After the bond failed last time, I sent loads of information to the North Bend residents’ Yahoo! group. It included places to investigate for grants, alternative funding, innovative ideas and the plan that funding not come solely from the tax base.
Excerpts from some responses were: “Sorry, but there are no real alternative sources of school construction funding in Washington State,” “Grants are great but getting grants is a long process and a bit of a crapshoot,” and “We don’t do things that way.”
I disagree. I think there are lots of alternative funding sources available so it doesn’t come solely from taxes. I am willing to help follow up on that – and I am sure many others are interested, too. We just need somebody to direct and guide us. If we all did just a little bit of work in a coordinated effort, I know we can accomplish a lot.

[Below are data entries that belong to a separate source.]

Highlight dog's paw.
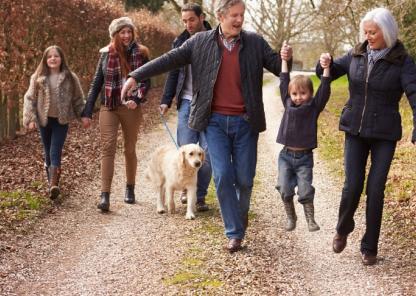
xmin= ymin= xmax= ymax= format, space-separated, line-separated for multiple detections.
xmin=185 ymin=213 xmax=195 ymax=220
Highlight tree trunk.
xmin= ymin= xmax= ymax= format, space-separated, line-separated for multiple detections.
xmin=7 ymin=95 xmax=18 ymax=139
xmin=0 ymin=91 xmax=7 ymax=142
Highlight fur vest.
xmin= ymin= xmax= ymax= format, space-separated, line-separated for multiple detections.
xmin=23 ymin=71 xmax=85 ymax=127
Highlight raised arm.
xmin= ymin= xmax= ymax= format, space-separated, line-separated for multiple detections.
xmin=121 ymin=37 xmax=195 ymax=100
xmin=316 ymin=51 xmax=352 ymax=80
xmin=279 ymin=41 xmax=292 ymax=107
xmin=314 ymin=53 xmax=331 ymax=112
xmin=400 ymin=57 xmax=416 ymax=144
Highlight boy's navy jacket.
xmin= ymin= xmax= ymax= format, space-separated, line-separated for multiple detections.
xmin=277 ymin=73 xmax=331 ymax=149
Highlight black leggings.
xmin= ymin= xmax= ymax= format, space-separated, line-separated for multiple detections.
xmin=337 ymin=134 xmax=397 ymax=255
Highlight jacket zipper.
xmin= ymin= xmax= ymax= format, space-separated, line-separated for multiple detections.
xmin=358 ymin=57 xmax=368 ymax=133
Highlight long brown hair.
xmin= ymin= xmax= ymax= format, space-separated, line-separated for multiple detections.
xmin=110 ymin=26 xmax=137 ymax=77
xmin=34 ymin=45 xmax=76 ymax=91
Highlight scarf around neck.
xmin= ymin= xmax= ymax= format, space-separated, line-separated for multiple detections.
xmin=104 ymin=42 xmax=143 ymax=110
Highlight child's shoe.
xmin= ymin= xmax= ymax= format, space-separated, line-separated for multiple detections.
xmin=303 ymin=202 xmax=320 ymax=232
xmin=283 ymin=199 xmax=297 ymax=231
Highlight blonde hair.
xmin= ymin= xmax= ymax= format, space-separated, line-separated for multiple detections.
xmin=288 ymin=75 xmax=313 ymax=95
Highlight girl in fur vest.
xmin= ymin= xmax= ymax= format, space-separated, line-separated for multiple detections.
xmin=83 ymin=17 xmax=150 ymax=212
xmin=23 ymin=45 xmax=85 ymax=199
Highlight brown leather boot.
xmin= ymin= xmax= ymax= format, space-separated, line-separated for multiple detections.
xmin=283 ymin=199 xmax=298 ymax=231
xmin=49 ymin=166 xmax=61 ymax=199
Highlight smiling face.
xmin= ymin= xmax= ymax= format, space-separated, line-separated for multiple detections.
xmin=46 ymin=48 xmax=62 ymax=72
xmin=219 ymin=3 xmax=246 ymax=39
xmin=117 ymin=27 xmax=133 ymax=47
xmin=363 ymin=21 xmax=387 ymax=49
xmin=182 ymin=10 xmax=204 ymax=35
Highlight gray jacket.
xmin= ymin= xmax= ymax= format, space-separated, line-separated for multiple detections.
xmin=129 ymin=27 xmax=281 ymax=132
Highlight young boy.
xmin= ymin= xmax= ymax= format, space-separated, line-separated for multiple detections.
xmin=276 ymin=43 xmax=331 ymax=231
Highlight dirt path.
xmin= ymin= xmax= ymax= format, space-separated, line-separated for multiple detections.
xmin=0 ymin=77 xmax=416 ymax=295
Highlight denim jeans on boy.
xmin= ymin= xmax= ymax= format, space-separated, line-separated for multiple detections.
xmin=337 ymin=134 xmax=396 ymax=255
xmin=276 ymin=147 xmax=315 ymax=204
xmin=176 ymin=99 xmax=212 ymax=201
xmin=205 ymin=113 xmax=259 ymax=239
xmin=39 ymin=117 xmax=68 ymax=167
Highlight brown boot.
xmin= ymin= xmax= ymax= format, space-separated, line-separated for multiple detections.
xmin=283 ymin=199 xmax=298 ymax=231
xmin=49 ymin=166 xmax=61 ymax=199
xmin=303 ymin=202 xmax=320 ymax=232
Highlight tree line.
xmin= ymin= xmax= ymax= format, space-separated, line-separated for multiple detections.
xmin=0 ymin=0 xmax=175 ymax=142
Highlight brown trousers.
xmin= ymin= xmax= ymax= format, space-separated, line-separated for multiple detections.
xmin=100 ymin=106 xmax=143 ymax=192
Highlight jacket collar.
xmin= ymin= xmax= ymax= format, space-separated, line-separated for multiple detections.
xmin=352 ymin=40 xmax=407 ymax=65
xmin=177 ymin=21 xmax=212 ymax=41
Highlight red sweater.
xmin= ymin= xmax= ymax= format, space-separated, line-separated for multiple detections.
xmin=212 ymin=40 xmax=245 ymax=115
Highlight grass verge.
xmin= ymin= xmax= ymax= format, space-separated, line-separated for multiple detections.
xmin=312 ymin=76 xmax=416 ymax=248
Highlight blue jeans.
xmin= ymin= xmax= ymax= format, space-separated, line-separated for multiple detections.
xmin=205 ymin=113 xmax=259 ymax=239
xmin=176 ymin=100 xmax=212 ymax=202
xmin=337 ymin=134 xmax=396 ymax=255
xmin=276 ymin=147 xmax=315 ymax=204
xmin=39 ymin=117 xmax=68 ymax=167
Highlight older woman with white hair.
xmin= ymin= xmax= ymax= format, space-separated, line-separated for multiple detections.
xmin=317 ymin=8 xmax=416 ymax=265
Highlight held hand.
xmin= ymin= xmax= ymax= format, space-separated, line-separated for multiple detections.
xmin=280 ymin=40 xmax=293 ymax=61
xmin=121 ymin=77 xmax=137 ymax=101
xmin=81 ymin=117 xmax=91 ymax=128
xmin=319 ymin=52 xmax=331 ymax=69
xmin=28 ymin=121 xmax=37 ymax=131
xmin=125 ymin=100 xmax=137 ymax=110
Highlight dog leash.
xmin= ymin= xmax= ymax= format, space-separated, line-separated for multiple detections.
xmin=160 ymin=113 xmax=179 ymax=149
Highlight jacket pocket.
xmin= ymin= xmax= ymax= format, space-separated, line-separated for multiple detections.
xmin=373 ymin=111 xmax=402 ymax=138
xmin=339 ymin=105 xmax=353 ymax=129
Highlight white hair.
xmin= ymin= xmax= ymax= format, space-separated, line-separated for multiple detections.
xmin=360 ymin=7 xmax=399 ymax=47
xmin=215 ymin=0 xmax=246 ymax=17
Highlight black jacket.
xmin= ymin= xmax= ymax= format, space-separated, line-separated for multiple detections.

As an example of how a different school district in a different state handled the creation of a new school, the Community Unit School District 3 in Fulton County, Ill., received more than $700,000 in “green grants.” In an article about it (http://findarticles.com/p/articles/mi_qa3922/is_200502/ai_n11826628), superintendent Janice Spears practically describes a step-by-step plan about who to contact for funding.
If we, as a community, worked toward this goal of a green school and reducing the amount of tax dollars necessary to complete the project, we could be very successful. Every dollar raised by grants, matching funding, alternative funding and state funding would mean one less dollar that we need to pay from taxes.